Courage is simply doing whatever is needed in pursuit of the vision.Peter Senge, The Fifth Discipline
A friend of mine tells the story of how he was once asked, as part of a major job interview, to provide an example of courage. He told the interviewers about the time that he and his wife had just brought home their brand new twins from the hospital to the custom house they had only recently finished building in a city where they had a vast support network of family and friends. Earlier that day, he’d gotten a call from work telling him that the chance to advance his career, the opportunity he’d worked and waited for, was finally available. In another city. He would only be offered this position once, they said, and it needed to be filled immediately. He describes how he made his wife a cup of tea, sat her down, and then asked what she’d think about making the move. The wife, who is one of the most generous and loving people you’ll ever meet, took a breath and said yes. Hearing the story, his panel readily agreed that his wife was an exemplar of true courage. My friend was taken aback. He’d always thought he was the courageous one for asking her in the first place!
One reason that I love this story is the way in which it represents two different, but parallel, types of courage. There’s the courage to ask and the courage to willingly accept uncertainty.
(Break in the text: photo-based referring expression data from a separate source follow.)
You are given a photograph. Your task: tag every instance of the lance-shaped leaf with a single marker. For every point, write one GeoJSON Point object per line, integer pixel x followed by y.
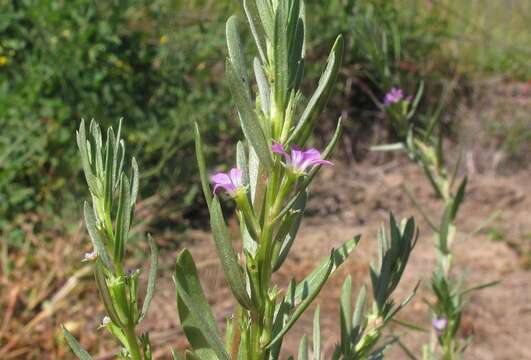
{"type": "Point", "coordinates": [197, 320]}
{"type": "Point", "coordinates": [337, 258]}
{"type": "Point", "coordinates": [287, 242]}
{"type": "Point", "coordinates": [85, 157]}
{"type": "Point", "coordinates": [309, 293]}
{"type": "Point", "coordinates": [106, 295]}
{"type": "Point", "coordinates": [241, 161]}
{"type": "Point", "coordinates": [319, 99]}
{"type": "Point", "coordinates": [75, 346]}
{"type": "Point", "coordinates": [134, 182]}
{"type": "Point", "coordinates": [227, 255]}
{"type": "Point", "coordinates": [445, 231]}
{"type": "Point", "coordinates": [280, 56]}
{"type": "Point", "coordinates": [317, 334]}
{"type": "Point", "coordinates": [327, 153]}
{"type": "Point", "coordinates": [263, 87]}
{"type": "Point", "coordinates": [253, 17]}
{"type": "Point", "coordinates": [249, 121]}
{"type": "Point", "coordinates": [152, 277]}
{"type": "Point", "coordinates": [123, 220]}
{"type": "Point", "coordinates": [94, 234]}
{"type": "Point", "coordinates": [201, 164]}
{"type": "Point", "coordinates": [257, 179]}
{"type": "Point", "coordinates": [303, 348]}
{"type": "Point", "coordinates": [357, 317]}
{"type": "Point", "coordinates": [459, 196]}
{"type": "Point", "coordinates": [346, 316]}
{"type": "Point", "coordinates": [309, 288]}
{"type": "Point", "coordinates": [267, 17]}
{"type": "Point", "coordinates": [234, 45]}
I’ve been thinking a lot about courage lately, what it means to me, personally, and the examples of it that are promulgated in our society. As I often tell people who seek my advice, if you don’t ask, the answer is always no. Asking, itself, is courage. In order to pose a question, you must be open to all possible answers, even those you do not want. Many times I have been surprised by an outcome I thought was a foregone conclusion.
Willingly embracing uncertainty is another form of courage. As human beings, we survive by convincing ourselves that we have control over others and our environment. Spoiler alert: We don’t. When that veil of control is pierced, it can send us spiraling.
In talk therapy, one of the things I’ve been exploring is my vision for myself. Over the years, I’ve spent a lot of time conforming myself to the visions of others, all the while convinced that theirs was my vision for myself. I’m coming to realize that I can articulate the visions, purposes, and missions of others quite eloquently, but I’m tongue-tied when it comes to my own. My vision for myself comes out as a fairly authentic reproduction of the most dominant vision I’m observing in my life. On more than one occasion, I’ve been told that I am a great ambassador for the organizations to which I belong because I can articulate their aims, objectives, and ethos with clarity and passion. However, I can’t seem to do that for myself.
For now, I’m looking at courage the way Senge describes it. I’m doing whatever is necessary in pursuit of being a person who finds joy and purpose in being alive. Although scary, it is, I believe, courageous.